Wednesday, November 2, 2011



Casino Capitalism

Financial speculation was a significant cause of the Wall Street meltdown of 2007 that is still leaving more than 9% of Americans unable to find work.

 Hedge Funds are important vehicles of speculation. We can get some sense of what hedge funds do by looking at the early versions of these investment vehicles.

Originally called "hedged funds," they were first invented in the 1920s. They may have had something to do with the disastrous market crash of 1929 that plunged the whole world into a protracted depression that did not end until the coming of World War II.

The goal of these hedged funds was to hedge against losses in the market. The favorite technique is "selling short." This involves selling shares one does not actually own but has borrowed from someone else for a price. Suppose you hold $1000 worth of stock in a company which you suspect is going to lose market value. You borrow an additional thousand dollars worth of stock and sell that for $1000. As expected, the stock loses value and is down to $900 the next day. You then buy the stocks back which you just sold, at now only $900 and return them to the people you borrowed them from. They get what they lent you. But you made $100just the amount that your own personal stocks lost. Your losses are now reduced to the fee you paid the people from whom you borrowed the stock. The market goes down; you lose something but not as much as you might have.

Obviously you gambled. Had you been mistaken and the stock you borrowed had gone up, instead of going down, you would have lost a lot of money.

Gambling is what hedge funds do. In 2007 they lost big. We are still paying for those losses.

In the meantime, gambling continues unabated on Wall Street. According to recent reports, big banks – the ones the government bailed out – made 35% of their profits from hedge funds, in other words, from gambling. Since hedge funds are private and not open to the public, they are not regulated by the government. The gamblers can go and do whatever their gambling addiction demands. 
 
While all this is happening in New York and other big commercial centers, the state of Massachusetts has gone through a deep process of soul-searching about allowing gambling casinos. The state is short of money. The promoters of these casino have promised $1 billion of new revenue for the state. But Massachusetts began life as a Puritan state. Besides for some people gambling is a dangerous addiction that ruins the gambler and their families. In addition, there are many semi-legal operations at the edge of gambling casinos. They attract, we think, undesirable sorts of persons. Gambling often involves people who are skating on thin legal ice.

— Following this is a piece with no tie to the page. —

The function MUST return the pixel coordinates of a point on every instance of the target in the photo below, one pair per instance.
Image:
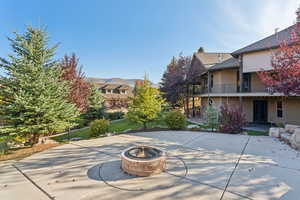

It has taken Massachusetts legislators five years of consulting their conscience and a major financial crisis to finally give in to the to casino promoters. But there still is a great deal of handwringing and worrying about casinos and gambling. In New York, by contrast, gamblers are in command. They have the ear of the government. As likely as not some of them are friends of Treasury Secretary Timothy Geithner. Besides, unlike the gamblers in Massachusetts who may bankrupt themselves and their families, the Wall Street gamblers have the government on their side. When they face bankruptcy Uncle Sam will come to the rescue. 

The parallel between the agonizing over gambling in Massachusetts and the national government's total, unquestioning acceptance of gambling on Wall Street is really startling.

The people of Massachusetts are correct. Gambling is dangerous. It is a fool's game as we saw in 2007. Sooner or later gamblers lose everything. Sooner or later ordinary taxpayers like you and I will be asked to foot the bill for the foolishness and recklessness at Goldman, Sachs and other speculative businesses.

Hedge funds should either be made illegal or, at least, be regulated very strictly. But as long as the Wall Street gambling hedge funds practically run the government, we have no prospects that these funds will be reined in or regulated.

Unless the Occupy Wall Street heroes remain in the street.